Das bestätigte auch Zeremonienmeister Jürgen Deibel, der durch die drei Stunden währende Feierstunde gereifter Brände führte. »Für diese Raritäten sollte man sich auch Zeit nehmen«, ersuchte der Hannoveraner Experte, der gleich über den ersten Kostschluck – einen 25 Jahre alten Dalmore-Whisky – 40 Minuten zu erzählen wusste. »Normaler Weise ist das ein Alter, mit dem man eine Verkostung enden lässt – heute ist das unser Einsteiger«! Wie in einem Autoquartett mit lauter Trumpfkarten lagen die verführerisch photographierten Flaschen im Postkarten-Format auf, um kollektiv die Kostnotizen zu erarbeiten.

Immer wieder kam ehrfürchtiges Raunen auf, wenn drei Generationen von Destillateuren (Metaxas »AEN« oder Havana Clubs »Maximo«) bzw. über 100 Jahre alte Bestandteile – im Falle der Cognacs Hennessy »Paradis Extra Rare« oder Frapins »Plume« – erwähnt wurden. »Kein Bestandteil dieser Flasche ist jünger als 60 Jahre«, so Deibel über die Hommage an Francois Rabelais. Vor 71 Jahren destilliert wurde aber auch eine andere Schriftsteller-Widmung unter den Weinbränden: der »Johann Wolfgang von Goethe« aus dem Rüdesheimer Haus Asbach. Allein die Flasche aus böhmischem Glas machte ihn zu einem Schmuckstück jeder Bar.

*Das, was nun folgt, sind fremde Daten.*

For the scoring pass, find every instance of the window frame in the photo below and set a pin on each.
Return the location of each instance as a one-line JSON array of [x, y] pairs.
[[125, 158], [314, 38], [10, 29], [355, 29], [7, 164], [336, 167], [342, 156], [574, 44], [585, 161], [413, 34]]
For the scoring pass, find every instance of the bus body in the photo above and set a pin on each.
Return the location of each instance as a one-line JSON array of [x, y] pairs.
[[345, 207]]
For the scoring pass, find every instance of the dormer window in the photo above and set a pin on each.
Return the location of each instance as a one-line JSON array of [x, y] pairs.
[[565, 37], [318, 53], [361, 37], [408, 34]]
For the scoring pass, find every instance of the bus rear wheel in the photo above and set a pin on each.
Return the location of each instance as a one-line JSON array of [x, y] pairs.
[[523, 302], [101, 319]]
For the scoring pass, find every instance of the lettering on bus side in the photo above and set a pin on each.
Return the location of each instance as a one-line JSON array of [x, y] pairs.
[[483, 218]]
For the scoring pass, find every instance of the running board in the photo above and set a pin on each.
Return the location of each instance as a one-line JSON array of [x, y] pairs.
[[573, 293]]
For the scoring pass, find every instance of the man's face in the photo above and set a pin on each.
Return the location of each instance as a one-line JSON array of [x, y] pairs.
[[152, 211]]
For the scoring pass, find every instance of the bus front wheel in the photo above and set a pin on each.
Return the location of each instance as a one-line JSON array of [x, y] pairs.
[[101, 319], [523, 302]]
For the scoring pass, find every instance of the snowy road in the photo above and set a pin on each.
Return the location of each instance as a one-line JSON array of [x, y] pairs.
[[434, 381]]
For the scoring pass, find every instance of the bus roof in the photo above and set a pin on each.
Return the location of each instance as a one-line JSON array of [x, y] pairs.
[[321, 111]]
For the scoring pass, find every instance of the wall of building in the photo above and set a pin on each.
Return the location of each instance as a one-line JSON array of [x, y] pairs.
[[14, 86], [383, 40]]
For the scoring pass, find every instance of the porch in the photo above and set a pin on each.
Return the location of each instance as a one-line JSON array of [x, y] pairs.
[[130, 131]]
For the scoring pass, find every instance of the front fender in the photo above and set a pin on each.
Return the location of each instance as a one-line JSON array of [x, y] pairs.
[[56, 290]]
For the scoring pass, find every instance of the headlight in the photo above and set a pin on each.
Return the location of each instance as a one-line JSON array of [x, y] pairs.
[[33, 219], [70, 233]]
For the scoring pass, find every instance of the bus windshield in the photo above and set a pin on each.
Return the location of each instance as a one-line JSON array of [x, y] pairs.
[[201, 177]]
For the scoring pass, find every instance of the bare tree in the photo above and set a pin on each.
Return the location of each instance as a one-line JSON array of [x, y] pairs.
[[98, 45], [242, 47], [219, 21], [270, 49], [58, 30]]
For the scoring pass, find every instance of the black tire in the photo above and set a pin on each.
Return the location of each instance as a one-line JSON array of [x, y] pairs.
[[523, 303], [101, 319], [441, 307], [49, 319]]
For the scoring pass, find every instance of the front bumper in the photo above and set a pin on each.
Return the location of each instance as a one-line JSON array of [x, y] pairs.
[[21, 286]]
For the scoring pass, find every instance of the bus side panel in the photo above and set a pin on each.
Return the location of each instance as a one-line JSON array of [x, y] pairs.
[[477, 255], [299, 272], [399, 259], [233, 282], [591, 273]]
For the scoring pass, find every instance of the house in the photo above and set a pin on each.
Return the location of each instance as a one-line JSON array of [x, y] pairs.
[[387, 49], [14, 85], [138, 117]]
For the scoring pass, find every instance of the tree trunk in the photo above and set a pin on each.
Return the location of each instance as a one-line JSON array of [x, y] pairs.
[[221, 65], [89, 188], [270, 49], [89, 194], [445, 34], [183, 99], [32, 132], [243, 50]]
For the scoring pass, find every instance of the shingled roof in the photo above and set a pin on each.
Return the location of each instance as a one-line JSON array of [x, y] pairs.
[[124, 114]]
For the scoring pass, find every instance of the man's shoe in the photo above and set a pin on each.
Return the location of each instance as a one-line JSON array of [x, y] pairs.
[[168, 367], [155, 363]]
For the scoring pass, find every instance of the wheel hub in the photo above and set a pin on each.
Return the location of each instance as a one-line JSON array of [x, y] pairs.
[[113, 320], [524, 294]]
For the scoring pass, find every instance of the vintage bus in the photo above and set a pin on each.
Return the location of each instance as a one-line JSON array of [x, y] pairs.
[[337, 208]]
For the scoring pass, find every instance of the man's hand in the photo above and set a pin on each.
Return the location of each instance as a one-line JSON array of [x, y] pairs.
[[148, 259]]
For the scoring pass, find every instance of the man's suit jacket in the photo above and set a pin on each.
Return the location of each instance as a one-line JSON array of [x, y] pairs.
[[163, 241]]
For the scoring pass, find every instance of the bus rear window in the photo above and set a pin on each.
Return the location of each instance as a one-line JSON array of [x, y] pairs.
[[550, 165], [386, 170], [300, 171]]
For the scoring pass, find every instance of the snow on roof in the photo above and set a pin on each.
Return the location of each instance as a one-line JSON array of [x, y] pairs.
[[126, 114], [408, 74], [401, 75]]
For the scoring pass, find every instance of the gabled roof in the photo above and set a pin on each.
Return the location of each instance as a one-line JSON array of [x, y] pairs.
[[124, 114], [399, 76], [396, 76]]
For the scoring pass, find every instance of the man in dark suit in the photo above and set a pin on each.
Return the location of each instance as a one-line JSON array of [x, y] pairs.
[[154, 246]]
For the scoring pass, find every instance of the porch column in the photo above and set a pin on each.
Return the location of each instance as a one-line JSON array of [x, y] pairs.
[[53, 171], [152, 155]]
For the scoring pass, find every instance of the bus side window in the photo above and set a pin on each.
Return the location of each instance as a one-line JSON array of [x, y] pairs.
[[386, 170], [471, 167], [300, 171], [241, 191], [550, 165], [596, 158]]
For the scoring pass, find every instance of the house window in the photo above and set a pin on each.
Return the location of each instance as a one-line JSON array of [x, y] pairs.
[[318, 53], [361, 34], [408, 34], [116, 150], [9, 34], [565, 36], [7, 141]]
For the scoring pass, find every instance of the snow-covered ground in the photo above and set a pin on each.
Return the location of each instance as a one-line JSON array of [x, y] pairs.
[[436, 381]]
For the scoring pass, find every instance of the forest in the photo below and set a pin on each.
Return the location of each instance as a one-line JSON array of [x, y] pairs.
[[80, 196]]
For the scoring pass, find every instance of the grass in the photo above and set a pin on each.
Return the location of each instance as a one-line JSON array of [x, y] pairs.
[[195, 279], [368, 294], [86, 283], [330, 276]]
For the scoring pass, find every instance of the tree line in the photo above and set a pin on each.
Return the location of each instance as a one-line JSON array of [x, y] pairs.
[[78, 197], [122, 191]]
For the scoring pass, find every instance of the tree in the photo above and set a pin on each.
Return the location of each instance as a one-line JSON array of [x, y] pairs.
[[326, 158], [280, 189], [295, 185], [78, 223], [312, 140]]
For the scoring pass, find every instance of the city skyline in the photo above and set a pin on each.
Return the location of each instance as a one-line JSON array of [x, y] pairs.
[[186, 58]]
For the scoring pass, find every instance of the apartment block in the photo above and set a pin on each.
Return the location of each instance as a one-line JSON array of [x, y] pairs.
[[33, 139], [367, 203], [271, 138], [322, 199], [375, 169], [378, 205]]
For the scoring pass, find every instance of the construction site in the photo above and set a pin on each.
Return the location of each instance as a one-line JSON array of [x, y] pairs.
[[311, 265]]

30 Jahre zähmen auch »Torfmonster«

A propos Bar: Die wohl luxuriöseste Ausgabe eine »Triple Sec« gab es in Form des »Quintessence« von Grand Marnier zu verkosten. Ein Orangenlikör, der ausschließlich Cognac der Qualitätsstufe »Hors d’Age« nutzt, kommt nicht alle Tage in die Gläser. Den Abschluss der Spirituosen-Sternstunde in Simmering allerdings markierte dann wieder schottischer Whisky. Laphroaig in Fass-Stärke, 30 Jahre gereift, begeisterte dann auch die Barchefs mit Schwerpunkt »dark Spirits« wie Melanie Castillo (»Barflys«), Gerhard Wanderer (»Nightflys«), Zoran Djurovic (»First American Bar«). »Wer ein Torfmonster erwartet, wird überrascht sein«, zeigte sich der 30 Jahre alte Islay-Whisky von einer überraschend fruchtigen Seite. Und auch der Humor kam nicht zu kurz, als Jürgen Deibel einen »Mitarbeiter« an dieser Rarität ins Bild rückte: König Charles III., der seinerzeit das Wappen des Hoflieferanten an »Laphroaig« verlieh und die Brennerei auch zwei Mal besucht hatte. Zumindest königlich bewirtet fühlten sich aber alle Teilnehmer beim »Jahrhundert-Tasting«.